Carbon allowances remain a somewhat overlooked class of commodities by advisors and investors. They are positioned to provide strong diversification potential for portfolios, with a number of positive price pressures in the years ahead. Advisors looking to gain global diversified exposure to this commodity class should consider the KraneShares Global Carbon ETF (NYSE: KRBN).
KRBN is the first ETF of its kind to offer an investment take on carbon credits trading and is up 0.63% YTD. The fund provides exposure to major carbon markets worldwide with mechanisms to include future markets as they mature.
KRBN tracks the IHS Markit Global Carbon Index, which follows the most liquid carbon credit futures contracts in the world. This includes contracts from the European Union Allowances (EUA) and the United Kingdom Allowances (UKA) overseas. It also includes the California Carbon Allowances (CCA) and Regional Greenhouse Gas Initiative (RGGI) markets domestically.
See also: “How to Add Diversification With Carbon Allowances and KRBN“
Positioning and Performance for World’s First Carbon ETF
Image source: KraneShares
Current positioning of the fund puts a heavy weight on the well-established European carbon market at 59.1% total. The California carbon market is the second largest allocation at 32.5% weight. RGGI exposure is 4.8% and the U.K. carbon market is the smallest allocation at 3.7%. All percentages are as of 05/24/23.
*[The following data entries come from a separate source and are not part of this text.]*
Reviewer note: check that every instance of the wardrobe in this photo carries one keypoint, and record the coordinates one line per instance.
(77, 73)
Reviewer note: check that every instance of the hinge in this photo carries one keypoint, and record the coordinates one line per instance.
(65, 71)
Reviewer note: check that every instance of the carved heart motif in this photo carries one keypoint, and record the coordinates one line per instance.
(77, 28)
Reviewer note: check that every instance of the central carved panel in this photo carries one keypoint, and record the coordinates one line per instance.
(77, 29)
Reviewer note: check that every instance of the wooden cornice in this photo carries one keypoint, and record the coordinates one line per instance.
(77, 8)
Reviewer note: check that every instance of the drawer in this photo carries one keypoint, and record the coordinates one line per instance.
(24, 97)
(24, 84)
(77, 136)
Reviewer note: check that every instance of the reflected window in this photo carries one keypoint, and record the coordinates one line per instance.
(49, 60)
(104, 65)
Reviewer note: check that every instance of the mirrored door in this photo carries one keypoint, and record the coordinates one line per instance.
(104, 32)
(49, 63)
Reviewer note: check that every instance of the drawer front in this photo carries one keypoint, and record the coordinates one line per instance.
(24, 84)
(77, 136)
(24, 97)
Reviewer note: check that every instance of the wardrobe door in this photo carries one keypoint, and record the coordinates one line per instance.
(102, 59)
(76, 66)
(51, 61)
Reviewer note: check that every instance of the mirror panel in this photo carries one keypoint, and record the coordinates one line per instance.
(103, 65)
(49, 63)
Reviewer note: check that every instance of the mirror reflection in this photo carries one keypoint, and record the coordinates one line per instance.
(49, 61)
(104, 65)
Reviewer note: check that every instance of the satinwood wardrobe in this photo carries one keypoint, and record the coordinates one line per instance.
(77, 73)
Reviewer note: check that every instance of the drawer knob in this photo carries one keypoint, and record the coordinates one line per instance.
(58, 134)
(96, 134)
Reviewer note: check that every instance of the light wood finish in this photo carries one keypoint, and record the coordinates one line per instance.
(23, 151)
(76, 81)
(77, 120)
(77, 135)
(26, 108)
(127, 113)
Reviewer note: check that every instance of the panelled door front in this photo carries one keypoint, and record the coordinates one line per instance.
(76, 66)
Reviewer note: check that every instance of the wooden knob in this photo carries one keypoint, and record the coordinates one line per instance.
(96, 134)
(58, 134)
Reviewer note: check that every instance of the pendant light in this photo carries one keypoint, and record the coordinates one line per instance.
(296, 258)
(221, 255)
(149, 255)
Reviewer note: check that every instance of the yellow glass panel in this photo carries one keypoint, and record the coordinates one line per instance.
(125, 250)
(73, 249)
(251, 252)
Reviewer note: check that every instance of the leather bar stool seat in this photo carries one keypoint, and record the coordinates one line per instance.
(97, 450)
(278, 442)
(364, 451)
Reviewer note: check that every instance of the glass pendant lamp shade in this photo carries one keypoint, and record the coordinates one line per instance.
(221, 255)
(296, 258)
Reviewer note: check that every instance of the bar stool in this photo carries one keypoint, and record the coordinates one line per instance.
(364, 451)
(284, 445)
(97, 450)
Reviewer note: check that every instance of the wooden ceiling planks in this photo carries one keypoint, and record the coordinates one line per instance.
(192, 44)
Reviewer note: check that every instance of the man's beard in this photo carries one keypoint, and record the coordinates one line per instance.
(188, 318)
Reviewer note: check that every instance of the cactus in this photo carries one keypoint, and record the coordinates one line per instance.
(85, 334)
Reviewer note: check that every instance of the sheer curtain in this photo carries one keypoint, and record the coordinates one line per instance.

Because it invests in overseas markets, the fund does have significant foreign currency exposure, primarily in the euro. As of 05/24/23 KRBN’s main currency exposure is to the euro at 59.3%. The U.S. dollar is a 36.6% exposure and the British pound is a 4.0% exposure.
The fund offered noteworthy distributions last year alongside the diversification benefits it carries. KRBN paid out an annual distribution of 8.35 in December for an annual dividend yield of 22.25%.
It’s been a fairly volatile year for markets and the macro environment and that has played a role in KRBN’s performance. In Q1 2023, the fund traded at premium 30 days and at discount 32 days according to the issuer’s website. So far in the second quarter, the fund traded 14 days at premium and 23 days at discount. This is calculated by finding the difference between the daily market price and the NAV of the fund.
KRBN carries an expense ratio of 0.78%.